Problem
I’m trying to build a simple (yet effective) brute-force protection for my App-API.
The client requests an identity – the server supplies a random string (called seed
, which it remembers via PHP session) and a security level.
If the client wants to login it needs to supply a suffix for the seed
which results in a SHA512
hash with leading zero-bytes (security level times).
Java (generation):
import java.security.MessageDigest;
import java.security.NoSuchAlgorithmException;
public class HashCash {
private final static String HASH_ALGORITHM = "SHA-256";
private final MessageDigest hashGenerator;
/**
* Creates a new HashCash generator using the SHA-256 algorithm
* @throws NoSuchAlgorithmException If the "SHA-256" algorithm is not available
*/
public HashCash() throws NoSuchAlgorithmException {
hashGenerator = MessageDigest.getInstance(HASH_ALGORITHM);
}
/**
* Generates a HashCash for the specified level
* @param seed A seed for the HashCash
* @param targetLevel The target level for the HashCash
* @return The generated HashCash
*/
public long generateHashCash(final String seed, final int targetLevel) {
// Variation counter (and final result)
long counter = 0;
while(true) {
// Check if the current hashCash reaches the desired security level
if(getSecurityLevel(seed + counter) >= targetLevel)
return counter;
// Increase hash counter
counter++;
}
}
/**
* Computes the security level of the given value
* @param value The value to compute the level of
* @return The security level of the value
*/
private final int getSecurityLevel(final String value) {
hashGenerator.update(value.getBytes());
final byte[] hash = hashGenerator.digest();
int level = 0;
for(final byte b: hash) {
if(b != 0)
break;
level++;
}
return level;
}
}
PHP (verification):
const HASH_CASH_SEC_LEVEL = 8;
/**
* Verifies a HashCash suffix (by checking it's security level)
* @param string $seed The seed of the identity
* @param string $suffix The HashCash suffix
* @return bool Whether the given HashCash suffix is valid
*/
function verifyHashCash(string $seed, string $suffix): bool {
$hash = hash('sha256', $seed.$suffix, true);
$level = 0;
$length = strlen($hash);
for($b = 0; $b < $length; $b++) {
if(ord($hash[$b]) !== 0)
break;
$level++;
}
return $level >= HASH_CASH_SEC_LEVEL;
}
- Are there any security related issues?
- Are there performance optimizations for the Java code?
Solution
public HashCash() throws NoSuchAlgorithmException {
SHA-256 is a requirement for any Java SE environment.

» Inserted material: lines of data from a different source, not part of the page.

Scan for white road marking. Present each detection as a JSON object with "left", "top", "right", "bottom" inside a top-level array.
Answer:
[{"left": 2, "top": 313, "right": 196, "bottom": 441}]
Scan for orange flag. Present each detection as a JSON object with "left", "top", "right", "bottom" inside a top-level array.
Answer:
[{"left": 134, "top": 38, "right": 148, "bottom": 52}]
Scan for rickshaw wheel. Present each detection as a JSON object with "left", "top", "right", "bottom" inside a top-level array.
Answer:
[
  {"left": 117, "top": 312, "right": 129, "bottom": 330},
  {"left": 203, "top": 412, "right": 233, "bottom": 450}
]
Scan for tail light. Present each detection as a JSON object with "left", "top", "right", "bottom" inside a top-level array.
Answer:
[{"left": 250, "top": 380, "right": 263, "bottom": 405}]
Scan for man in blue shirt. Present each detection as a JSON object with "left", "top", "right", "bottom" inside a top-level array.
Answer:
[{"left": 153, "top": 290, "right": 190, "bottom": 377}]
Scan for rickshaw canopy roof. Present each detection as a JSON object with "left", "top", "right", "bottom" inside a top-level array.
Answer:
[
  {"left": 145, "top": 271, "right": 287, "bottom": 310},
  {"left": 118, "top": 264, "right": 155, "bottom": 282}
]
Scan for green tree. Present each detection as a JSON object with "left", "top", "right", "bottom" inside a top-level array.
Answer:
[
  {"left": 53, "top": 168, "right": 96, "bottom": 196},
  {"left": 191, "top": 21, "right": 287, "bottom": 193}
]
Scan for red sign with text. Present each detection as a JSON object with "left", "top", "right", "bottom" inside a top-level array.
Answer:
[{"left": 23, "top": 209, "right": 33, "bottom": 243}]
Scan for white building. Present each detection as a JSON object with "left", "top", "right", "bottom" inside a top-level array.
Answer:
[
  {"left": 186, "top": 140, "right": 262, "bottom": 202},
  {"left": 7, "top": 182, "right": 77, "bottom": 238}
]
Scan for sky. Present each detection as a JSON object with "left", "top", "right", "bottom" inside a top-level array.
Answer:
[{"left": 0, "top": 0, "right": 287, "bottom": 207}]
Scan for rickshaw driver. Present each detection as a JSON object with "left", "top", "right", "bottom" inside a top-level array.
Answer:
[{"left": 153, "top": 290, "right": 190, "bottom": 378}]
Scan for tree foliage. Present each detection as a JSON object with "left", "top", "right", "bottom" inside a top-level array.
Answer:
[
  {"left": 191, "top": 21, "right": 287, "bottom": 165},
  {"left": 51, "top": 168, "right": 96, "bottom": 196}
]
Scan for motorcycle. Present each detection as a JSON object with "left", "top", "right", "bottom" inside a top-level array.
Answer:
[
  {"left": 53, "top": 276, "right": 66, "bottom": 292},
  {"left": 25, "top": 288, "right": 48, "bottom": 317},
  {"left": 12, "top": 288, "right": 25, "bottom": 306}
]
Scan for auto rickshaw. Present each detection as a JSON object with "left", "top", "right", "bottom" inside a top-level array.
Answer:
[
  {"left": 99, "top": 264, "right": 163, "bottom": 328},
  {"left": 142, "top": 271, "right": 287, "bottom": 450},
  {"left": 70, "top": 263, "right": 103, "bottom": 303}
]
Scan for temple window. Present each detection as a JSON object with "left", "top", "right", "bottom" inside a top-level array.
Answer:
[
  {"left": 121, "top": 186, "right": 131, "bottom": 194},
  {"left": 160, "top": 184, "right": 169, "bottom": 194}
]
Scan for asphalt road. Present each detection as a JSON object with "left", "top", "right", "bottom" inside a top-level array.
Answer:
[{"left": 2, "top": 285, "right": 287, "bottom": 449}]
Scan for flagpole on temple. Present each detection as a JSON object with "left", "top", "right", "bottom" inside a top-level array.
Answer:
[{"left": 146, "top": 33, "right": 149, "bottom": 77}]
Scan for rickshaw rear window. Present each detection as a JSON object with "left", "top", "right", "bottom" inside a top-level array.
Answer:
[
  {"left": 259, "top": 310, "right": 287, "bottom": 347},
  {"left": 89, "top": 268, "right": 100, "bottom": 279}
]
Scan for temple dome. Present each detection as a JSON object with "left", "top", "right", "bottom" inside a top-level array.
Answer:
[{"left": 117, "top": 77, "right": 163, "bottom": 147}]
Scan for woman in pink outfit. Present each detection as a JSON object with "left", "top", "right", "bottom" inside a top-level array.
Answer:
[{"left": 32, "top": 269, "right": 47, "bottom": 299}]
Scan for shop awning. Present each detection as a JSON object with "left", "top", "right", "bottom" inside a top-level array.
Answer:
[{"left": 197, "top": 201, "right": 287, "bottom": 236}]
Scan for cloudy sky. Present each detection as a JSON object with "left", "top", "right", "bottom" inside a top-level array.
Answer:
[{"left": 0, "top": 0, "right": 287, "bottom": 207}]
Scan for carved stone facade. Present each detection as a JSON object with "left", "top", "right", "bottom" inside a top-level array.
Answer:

Instead of throwing you should be catching and converting to a RuntimeException
(or IllegalStateException
) with this particular exception as cause.
public long generateHashCash(final String seed, final int targetLevel) {
...
private final int getSecurityLevel(final String value) {
If you’re going to design for performance you should not be using String
types. The seed should be a byte array from the start. And you could use e.g. ByteBuffer
to write an integer to an existing array that already starts with the seed
.
Note that SHA-256 is a Merkle-Damgard hash function that handles input block-by-block. That means that if you start off with a large enough seed (512 bits or larger) you might as well pre-hash it. Of course this means mucking about within the hash implementation.
if(b != 0)
break;
level++;
Generally the level calculation is performed on bits or even values (where the hash value, when seen as a unsigned number, is below a certain value).
As for performance: you can stop comparing whenever you encounter a number that doesn’t have the right level. It won’t matter much when compared the time required to perform SHA-256 in all probability, but it is still wasteful.
I don’t expect getSecurityLevel
to perform the actual hash calculation. A getter is generally not expected to perform any work at all.
The PHP code doesn’t seem to reflect the structure of the Java application. If you have one getSecurityLevel
method I would expect the same in the verification application, whichever language is used.
Otherwise, yes, it is a very simple proof of work. I’d rather require a few hashes instead of one, to average out the amount of work performed. With just one hash there will be a lot of luck involved, and the actual work will therefore vary rather wildly.
In the unlikely case that you’ve invented yet another popular PoW: I’d use 128 bits rather than a 64 bit long. It’s pretty easy to make a counter that operates on bytes directly, so you would not even have to convert to the binary values required for the hashing.